CBF: Je crois que c’était un mois intensif, mais très bien. L’autre stage que j’ai fait c’était au Château d’Oiron, dans le cadre de l’exposition Meltem conçue par Franz Kaiser et qui a ensuite été présentée au Magasin. Franz était aussi intéressant dans sa façon de transmettre sa connaissance des années 1980. C’était la première exposition du château, qui venait tout juste de réouvrir. Il y avait tout à faire, ce château était resté dans son jus, le poids des siècles était très fort. J’étais en charge de la production des œuvres de Lothar Baumgarten et de Jannis Kounellis. J’ai adoré travailler avec Lothar Baumgarten parce que son installation au château inspirée du lieu et du descriptif des animaux et de la riche faune de l’écriture de Rabelais, m’a permis de comprendre la relation à la fois à la littérature et au contexte dans lequel ça s’inscrivait. C’était vraiment passionnant, il m’a expliqué son histoire : sa vie au sein des indiens d’Amazonie, pourquoi il l’a fait, etc. Je crois que c’était finalement ma plus grande rencontre au cours de cette année du Magasin.

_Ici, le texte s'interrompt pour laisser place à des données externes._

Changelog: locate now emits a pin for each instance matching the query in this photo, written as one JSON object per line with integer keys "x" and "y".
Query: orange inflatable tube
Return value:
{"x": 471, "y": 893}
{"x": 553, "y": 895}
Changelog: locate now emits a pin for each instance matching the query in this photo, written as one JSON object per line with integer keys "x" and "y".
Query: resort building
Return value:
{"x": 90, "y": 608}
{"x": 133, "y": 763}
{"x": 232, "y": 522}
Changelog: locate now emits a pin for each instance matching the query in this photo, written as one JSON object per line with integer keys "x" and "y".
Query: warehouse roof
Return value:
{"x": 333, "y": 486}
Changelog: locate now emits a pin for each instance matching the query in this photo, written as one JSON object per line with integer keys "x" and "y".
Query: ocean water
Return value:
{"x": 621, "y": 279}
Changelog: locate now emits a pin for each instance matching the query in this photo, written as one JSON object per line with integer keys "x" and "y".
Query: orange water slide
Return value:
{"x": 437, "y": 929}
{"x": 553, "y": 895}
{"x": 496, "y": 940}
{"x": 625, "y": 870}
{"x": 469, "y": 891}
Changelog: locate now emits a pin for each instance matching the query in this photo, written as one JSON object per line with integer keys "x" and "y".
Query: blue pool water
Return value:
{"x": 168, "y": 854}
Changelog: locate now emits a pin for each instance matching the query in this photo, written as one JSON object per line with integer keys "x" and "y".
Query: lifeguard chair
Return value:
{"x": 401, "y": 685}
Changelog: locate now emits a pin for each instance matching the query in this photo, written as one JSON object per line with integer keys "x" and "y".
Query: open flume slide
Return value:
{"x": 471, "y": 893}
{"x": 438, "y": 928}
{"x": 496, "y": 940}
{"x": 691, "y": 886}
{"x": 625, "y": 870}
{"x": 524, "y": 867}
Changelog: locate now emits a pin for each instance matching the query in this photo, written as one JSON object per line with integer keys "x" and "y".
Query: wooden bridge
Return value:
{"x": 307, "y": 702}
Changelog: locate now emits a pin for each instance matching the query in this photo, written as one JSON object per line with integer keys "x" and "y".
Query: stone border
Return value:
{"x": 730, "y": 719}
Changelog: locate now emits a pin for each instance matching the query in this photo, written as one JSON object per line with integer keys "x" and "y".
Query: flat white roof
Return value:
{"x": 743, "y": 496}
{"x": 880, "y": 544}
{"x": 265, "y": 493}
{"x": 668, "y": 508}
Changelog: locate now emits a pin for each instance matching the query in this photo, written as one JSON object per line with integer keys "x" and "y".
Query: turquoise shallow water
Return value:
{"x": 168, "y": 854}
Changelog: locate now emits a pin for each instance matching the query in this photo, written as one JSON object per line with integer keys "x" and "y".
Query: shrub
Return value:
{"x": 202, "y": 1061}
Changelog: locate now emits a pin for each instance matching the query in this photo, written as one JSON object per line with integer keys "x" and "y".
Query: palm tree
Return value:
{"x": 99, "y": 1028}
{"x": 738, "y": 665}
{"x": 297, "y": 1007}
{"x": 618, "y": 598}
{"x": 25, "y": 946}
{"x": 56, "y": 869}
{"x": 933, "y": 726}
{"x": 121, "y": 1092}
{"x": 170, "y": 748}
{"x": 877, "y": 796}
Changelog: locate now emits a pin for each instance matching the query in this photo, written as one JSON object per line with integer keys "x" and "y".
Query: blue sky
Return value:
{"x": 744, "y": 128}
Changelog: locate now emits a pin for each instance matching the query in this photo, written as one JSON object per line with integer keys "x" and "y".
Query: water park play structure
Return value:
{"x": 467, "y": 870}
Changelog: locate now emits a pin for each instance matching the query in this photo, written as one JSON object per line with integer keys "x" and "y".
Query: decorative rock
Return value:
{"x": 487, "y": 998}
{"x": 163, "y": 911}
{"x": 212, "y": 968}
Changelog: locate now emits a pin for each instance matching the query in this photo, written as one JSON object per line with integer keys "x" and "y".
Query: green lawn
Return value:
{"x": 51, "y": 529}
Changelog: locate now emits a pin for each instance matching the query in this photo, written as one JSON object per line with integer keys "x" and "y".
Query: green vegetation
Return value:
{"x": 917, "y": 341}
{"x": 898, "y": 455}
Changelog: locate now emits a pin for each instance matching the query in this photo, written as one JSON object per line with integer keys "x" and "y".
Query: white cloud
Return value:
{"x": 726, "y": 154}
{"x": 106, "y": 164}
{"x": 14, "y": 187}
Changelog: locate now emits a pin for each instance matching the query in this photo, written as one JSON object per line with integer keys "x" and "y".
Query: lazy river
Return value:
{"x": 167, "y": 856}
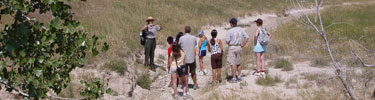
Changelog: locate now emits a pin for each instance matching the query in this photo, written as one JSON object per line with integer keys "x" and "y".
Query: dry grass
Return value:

Avec Jannis Kounellis, c’était beaucoup plus froid, beaucoup plus distant. Il ne semblait avoir aucune empathie avec le lieu, son travail avec le plomb et le charbon était néanmoins une très belle installation.
EN : C’était donc le deuxième stage. Comment trouviez-vous vos stages ? C’était à chacun de faire les démarches ?

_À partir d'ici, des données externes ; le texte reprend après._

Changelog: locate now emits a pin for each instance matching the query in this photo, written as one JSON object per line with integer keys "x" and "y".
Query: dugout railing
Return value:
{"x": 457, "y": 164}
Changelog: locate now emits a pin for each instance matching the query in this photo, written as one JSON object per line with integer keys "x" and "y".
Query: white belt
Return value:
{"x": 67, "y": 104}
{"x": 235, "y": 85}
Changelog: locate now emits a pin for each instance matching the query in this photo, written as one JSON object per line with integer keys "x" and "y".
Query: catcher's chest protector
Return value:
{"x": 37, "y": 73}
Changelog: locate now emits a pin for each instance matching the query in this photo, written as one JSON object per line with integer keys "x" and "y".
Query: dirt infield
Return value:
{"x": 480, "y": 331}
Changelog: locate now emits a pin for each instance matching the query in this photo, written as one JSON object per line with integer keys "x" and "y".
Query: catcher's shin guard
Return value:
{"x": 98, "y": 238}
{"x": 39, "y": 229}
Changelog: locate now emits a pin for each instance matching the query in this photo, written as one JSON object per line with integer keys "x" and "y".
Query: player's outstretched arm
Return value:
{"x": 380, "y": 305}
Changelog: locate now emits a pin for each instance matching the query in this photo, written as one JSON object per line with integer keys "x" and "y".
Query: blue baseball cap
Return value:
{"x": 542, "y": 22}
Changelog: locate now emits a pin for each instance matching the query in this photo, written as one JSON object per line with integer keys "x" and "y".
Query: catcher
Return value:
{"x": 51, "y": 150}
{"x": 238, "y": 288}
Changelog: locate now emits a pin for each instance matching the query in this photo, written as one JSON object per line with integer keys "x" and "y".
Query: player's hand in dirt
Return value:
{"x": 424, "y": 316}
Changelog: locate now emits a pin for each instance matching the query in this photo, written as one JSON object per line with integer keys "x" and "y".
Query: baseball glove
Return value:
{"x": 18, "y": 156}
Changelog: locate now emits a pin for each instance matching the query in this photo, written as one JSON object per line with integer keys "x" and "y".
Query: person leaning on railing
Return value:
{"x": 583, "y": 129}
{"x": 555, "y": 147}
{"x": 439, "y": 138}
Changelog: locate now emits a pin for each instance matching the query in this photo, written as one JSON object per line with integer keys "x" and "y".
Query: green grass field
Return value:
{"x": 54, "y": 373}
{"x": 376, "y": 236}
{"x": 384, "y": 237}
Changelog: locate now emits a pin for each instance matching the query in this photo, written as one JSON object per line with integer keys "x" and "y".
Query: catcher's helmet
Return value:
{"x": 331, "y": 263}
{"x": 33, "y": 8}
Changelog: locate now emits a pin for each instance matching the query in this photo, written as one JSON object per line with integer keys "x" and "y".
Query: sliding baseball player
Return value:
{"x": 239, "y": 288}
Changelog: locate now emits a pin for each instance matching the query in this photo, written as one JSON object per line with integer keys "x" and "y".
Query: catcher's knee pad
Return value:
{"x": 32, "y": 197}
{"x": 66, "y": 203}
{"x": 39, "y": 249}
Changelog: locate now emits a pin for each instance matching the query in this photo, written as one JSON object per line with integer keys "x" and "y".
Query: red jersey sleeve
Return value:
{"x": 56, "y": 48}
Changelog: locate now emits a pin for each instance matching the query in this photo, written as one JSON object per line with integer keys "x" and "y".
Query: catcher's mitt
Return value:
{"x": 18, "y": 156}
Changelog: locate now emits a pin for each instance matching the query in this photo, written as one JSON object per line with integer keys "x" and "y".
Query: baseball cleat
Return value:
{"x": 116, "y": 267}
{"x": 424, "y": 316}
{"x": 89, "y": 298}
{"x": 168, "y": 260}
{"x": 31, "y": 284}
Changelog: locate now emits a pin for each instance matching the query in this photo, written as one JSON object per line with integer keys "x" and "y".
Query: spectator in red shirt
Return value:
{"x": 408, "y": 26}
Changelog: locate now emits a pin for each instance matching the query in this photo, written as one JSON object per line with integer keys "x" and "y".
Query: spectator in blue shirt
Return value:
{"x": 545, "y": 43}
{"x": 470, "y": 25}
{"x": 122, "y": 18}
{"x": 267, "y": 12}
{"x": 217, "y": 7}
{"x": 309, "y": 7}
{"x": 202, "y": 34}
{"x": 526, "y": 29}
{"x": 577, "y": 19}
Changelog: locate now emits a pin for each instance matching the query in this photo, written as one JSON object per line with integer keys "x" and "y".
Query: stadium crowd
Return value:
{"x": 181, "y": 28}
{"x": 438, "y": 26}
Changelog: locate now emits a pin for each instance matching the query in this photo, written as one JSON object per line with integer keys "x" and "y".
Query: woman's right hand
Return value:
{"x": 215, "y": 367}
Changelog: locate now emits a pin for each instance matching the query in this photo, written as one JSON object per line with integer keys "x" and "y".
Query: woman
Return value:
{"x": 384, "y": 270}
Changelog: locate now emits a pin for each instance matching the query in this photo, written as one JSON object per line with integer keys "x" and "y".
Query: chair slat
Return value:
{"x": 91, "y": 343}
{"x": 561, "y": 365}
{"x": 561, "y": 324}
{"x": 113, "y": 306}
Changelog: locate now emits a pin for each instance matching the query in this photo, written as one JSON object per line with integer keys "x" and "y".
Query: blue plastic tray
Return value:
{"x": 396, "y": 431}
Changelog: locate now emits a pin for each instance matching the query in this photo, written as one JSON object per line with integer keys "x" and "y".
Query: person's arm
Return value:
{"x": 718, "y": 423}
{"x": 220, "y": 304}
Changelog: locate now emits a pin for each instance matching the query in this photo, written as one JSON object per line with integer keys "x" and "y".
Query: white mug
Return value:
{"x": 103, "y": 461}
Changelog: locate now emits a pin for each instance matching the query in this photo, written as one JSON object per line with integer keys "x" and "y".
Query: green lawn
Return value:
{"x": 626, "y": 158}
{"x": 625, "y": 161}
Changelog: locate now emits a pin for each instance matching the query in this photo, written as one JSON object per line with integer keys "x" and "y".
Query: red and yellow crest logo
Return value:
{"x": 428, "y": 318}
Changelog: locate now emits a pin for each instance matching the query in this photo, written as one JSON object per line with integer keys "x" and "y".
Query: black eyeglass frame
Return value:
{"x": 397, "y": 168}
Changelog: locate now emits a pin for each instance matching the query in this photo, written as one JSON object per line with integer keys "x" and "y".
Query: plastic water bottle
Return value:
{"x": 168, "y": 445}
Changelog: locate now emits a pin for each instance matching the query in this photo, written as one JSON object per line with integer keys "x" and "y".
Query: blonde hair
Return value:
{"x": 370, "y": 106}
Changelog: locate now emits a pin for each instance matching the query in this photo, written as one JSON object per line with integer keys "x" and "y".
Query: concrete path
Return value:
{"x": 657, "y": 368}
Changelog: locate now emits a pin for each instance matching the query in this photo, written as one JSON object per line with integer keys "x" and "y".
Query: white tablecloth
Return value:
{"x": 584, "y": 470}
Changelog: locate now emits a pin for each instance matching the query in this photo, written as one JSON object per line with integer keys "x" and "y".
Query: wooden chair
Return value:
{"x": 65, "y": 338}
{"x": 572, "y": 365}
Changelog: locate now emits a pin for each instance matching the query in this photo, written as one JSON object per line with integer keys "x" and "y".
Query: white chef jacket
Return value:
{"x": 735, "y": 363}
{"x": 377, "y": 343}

CBF : C’était la suite de nos pérégrinations. Par exemple, le voyage que j’avais fait à Bristol, je pense que c’est parce que nous avions rencontré Barry Barker à Londres, ou bien parce que Victoire m’avait mise en contact. Moi, je m’y suis très bien retrouvée et je trouvais ça bien. Pour le projet Meltem, Franz avait besoin d’une assistante et quelque part je pouvais faire l’affaire : je parlais plusieurs langues, c’était pratique pour lui, et j’étais décidée à apprendre.
EN : Et donc comment s’est passé le projet de fin d’année ? Tu disais que tu étais en décalage avec les autres.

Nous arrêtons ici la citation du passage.